Rather than hope consumers overhaul their habits or wait for governments to sync up, we need to be scaling innovations that process all waste, including unsorted and organic, and convert it into a product that’s actually useful. That’s the shift we need: not more clean-up campaigns, but real circular solutions. I’ve spent decades in the plastics and chemical industries, and I’ve seen how legacy systems can either cling to the past or embrace transformation.
America’s patchwork of recycling laws will take years, if not decades, to harmonize. Innovation moves faster than legislation, and the private sector is uniquely positioned to lead. Waiting for perfect policy alignment or consumer enlightenment exacerbates the crisis and prolongs the speed of progress.

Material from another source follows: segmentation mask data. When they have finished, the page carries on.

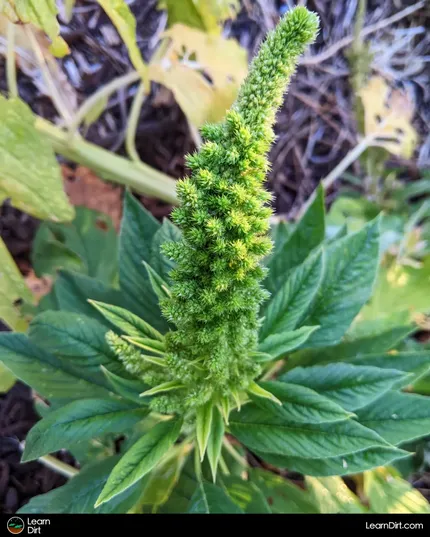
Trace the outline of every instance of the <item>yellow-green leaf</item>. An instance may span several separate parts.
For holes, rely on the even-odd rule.
[[[55,56],[69,54],[67,43],[60,37],[55,0],[0,0],[0,13],[14,23],[32,23],[43,30],[52,41],[50,49]]]
[[[430,513],[428,501],[394,468],[364,472],[364,494],[373,513]]]
[[[119,35],[124,41],[131,63],[143,78],[146,78],[146,64],[137,46],[136,19],[124,0],[99,0],[99,4],[113,22]]]
[[[221,24],[240,9],[239,0],[159,0],[158,5],[167,10],[169,26],[180,22],[210,33],[220,33]]]
[[[16,332],[23,332],[27,328],[27,322],[15,306],[17,301],[32,302],[33,297],[0,239],[0,320]]]
[[[15,207],[43,220],[70,221],[74,209],[60,167],[34,122],[25,103],[0,96],[0,201],[10,198]]]

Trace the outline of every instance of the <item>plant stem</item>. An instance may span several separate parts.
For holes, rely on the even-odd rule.
[[[139,153],[136,149],[136,131],[139,123],[140,111],[142,110],[143,101],[145,100],[146,95],[145,83],[141,82],[136,95],[134,96],[133,104],[131,105],[130,115],[128,116],[127,134],[125,137],[125,148],[128,156],[139,165],[142,164],[142,161],[140,160]]]
[[[133,84],[138,80],[140,80],[140,74],[137,71],[127,73],[126,75],[115,78],[105,86],[102,86],[95,93],[93,93],[91,97],[88,97],[88,99],[86,99],[82,103],[79,110],[76,112],[72,121],[69,124],[70,138],[72,138],[76,134],[76,131],[78,130],[80,124],[84,121],[89,112],[97,105],[97,103],[101,99],[109,99],[112,93],[118,91],[125,86],[129,86],[130,84]]]
[[[225,436],[222,439],[222,443],[225,449],[230,453],[230,455],[233,457],[235,461],[237,461],[244,468],[249,467],[248,461],[244,457],[242,457],[242,455],[239,455],[239,453],[234,449],[234,447],[231,445],[231,443],[228,441],[228,439]]]
[[[7,64],[6,64],[7,86],[9,96],[19,97],[18,84],[16,81],[16,59],[15,59],[15,25],[7,23]]]
[[[42,71],[43,79],[49,90],[49,96],[51,97],[57,112],[62,116],[66,125],[69,125],[72,121],[72,116],[67,109],[65,103],[63,102],[60,92],[58,91],[58,88],[56,87],[55,82],[52,79],[51,73],[49,72],[48,66],[43,56],[42,49],[40,48],[36,36],[34,35],[33,30],[29,26],[25,26],[25,32],[27,34],[28,40],[30,41],[30,45],[33,49],[34,55],[36,56],[40,70]]]
[[[269,380],[275,373],[277,373],[284,365],[284,360],[278,360],[272,367],[264,373],[260,380]]]
[[[345,157],[339,162],[339,164],[335,166],[324,179],[322,179],[321,185],[324,191],[327,191],[332,186],[336,179],[338,179],[343,174],[343,172],[346,171],[349,166],[351,166],[351,164],[355,162],[359,158],[359,156],[373,144],[376,138],[377,135],[375,133],[368,134],[353,149],[351,149],[349,153],[345,155]],[[299,214],[297,216],[298,219],[303,216],[309,205],[312,204],[315,199],[315,196],[316,190],[312,193],[308,201],[300,209]]]
[[[47,468],[54,470],[55,472],[63,475],[64,477],[70,478],[74,477],[76,474],[79,474],[78,469],[73,468],[73,466],[70,466],[70,464],[66,464],[65,462],[59,461],[51,455],[44,455],[43,457],[39,457],[38,460]]]
[[[35,126],[52,144],[56,153],[87,166],[103,179],[131,188],[138,194],[153,196],[176,205],[176,181],[168,175],[87,142],[81,137],[69,140],[68,133],[40,117]]]

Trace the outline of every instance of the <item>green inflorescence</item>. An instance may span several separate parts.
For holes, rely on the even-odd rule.
[[[228,407],[259,374],[252,353],[267,298],[261,261],[272,247],[266,155],[285,88],[317,30],[307,9],[289,12],[262,45],[225,120],[205,126],[200,151],[188,157],[192,173],[178,183],[181,205],[172,214],[182,240],[163,245],[176,267],[161,306],[176,330],[166,335],[167,367],[153,368],[153,379],[146,366],[141,372],[151,385],[183,386],[153,399],[160,412],[183,413],[209,400]]]

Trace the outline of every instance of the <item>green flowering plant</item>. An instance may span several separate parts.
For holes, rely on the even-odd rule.
[[[317,29],[298,7],[269,34],[225,120],[202,130],[174,223],[127,193],[117,264],[61,271],[28,333],[0,335],[1,360],[50,402],[23,460],[66,448],[81,467],[21,513],[329,512],[328,497],[361,512],[386,475],[418,494],[372,470],[430,433],[430,400],[402,391],[429,352],[388,352],[413,325],[394,334],[358,316],[379,219],[328,236],[320,189],[295,226],[269,226],[275,114]],[[247,453],[305,474],[307,489]],[[363,471],[367,506],[339,477]]]

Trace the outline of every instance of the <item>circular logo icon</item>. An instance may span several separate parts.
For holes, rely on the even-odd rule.
[[[14,516],[7,521],[7,529],[10,533],[18,535],[24,531],[24,521],[19,516]]]

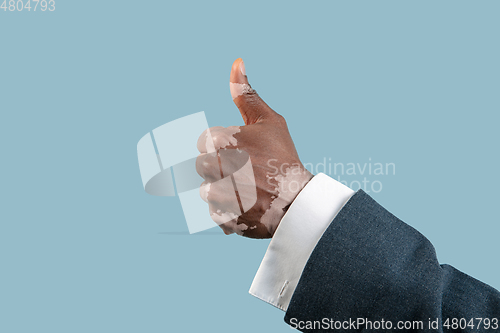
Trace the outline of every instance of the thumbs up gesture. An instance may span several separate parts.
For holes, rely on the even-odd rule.
[[[248,83],[241,58],[231,68],[230,90],[245,126],[212,127],[198,139],[196,170],[205,179],[200,195],[225,234],[270,238],[312,174],[285,119]]]

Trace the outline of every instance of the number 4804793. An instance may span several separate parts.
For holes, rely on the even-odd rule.
[[[31,5],[32,2],[33,2],[33,6]],[[40,7],[38,7],[38,5],[40,5]],[[30,12],[32,8],[33,8],[34,12],[36,12],[36,10],[38,8],[40,8],[40,10],[42,12],[46,11],[47,9],[50,12],[53,12],[54,10],[56,10],[56,1],[55,0],[28,0],[28,1],[24,2],[23,0],[4,0],[2,2],[2,5],[0,6],[0,9],[3,9],[4,12],[6,12],[7,10],[9,12],[14,12],[14,11],[20,12],[23,10],[27,10]]]

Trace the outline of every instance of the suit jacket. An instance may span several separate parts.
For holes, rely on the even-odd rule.
[[[303,332],[387,332],[388,322],[393,331],[500,332],[500,293],[440,265],[429,240],[360,190],[309,257],[285,321]]]

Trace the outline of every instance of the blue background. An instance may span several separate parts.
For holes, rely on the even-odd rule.
[[[0,11],[0,331],[288,332],[248,294],[268,240],[189,236],[136,144],[241,125],[242,57],[303,162],[395,163],[373,197],[500,288],[498,1],[56,1]],[[358,179],[351,177],[349,179]],[[346,177],[348,179],[348,177]]]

Traditional industries, often viewed as part of the problem, can become powerful drivers of the solution if they adopt technologies that align profitability with sustainability. When they offer solutions that require no behavior change from the consumer, but all the benefits of a cleaner environment, everyone wins.
The solutions are here today. With the right technologies and public sector support, we can turn the very waste polluting our rivers and bodies into a resource that fuels sustainable industry. What we need is the will to act and the foresight to recognize that the future of waste isn’t disposal. It’s renewal. And it’s already here.
Albert Douer is the chairman and CEO of UBQ Materials, where he leads global expansion of waste-to-material solutions. For the first 30-plus years of his career, Albert led Darnel Group, which he expanded from a family-run company into a global corporation that became the first company to recycle PET water bottles into food packaging. Albert joined UBQ Materials to apply his deep knowledge of the plastics and chemicals industries to advance this unique solution for addressing plastic waste by turning organic and unrecyclable waste into a durable plastic alternative.
The views expressed in this article are the writer’s own.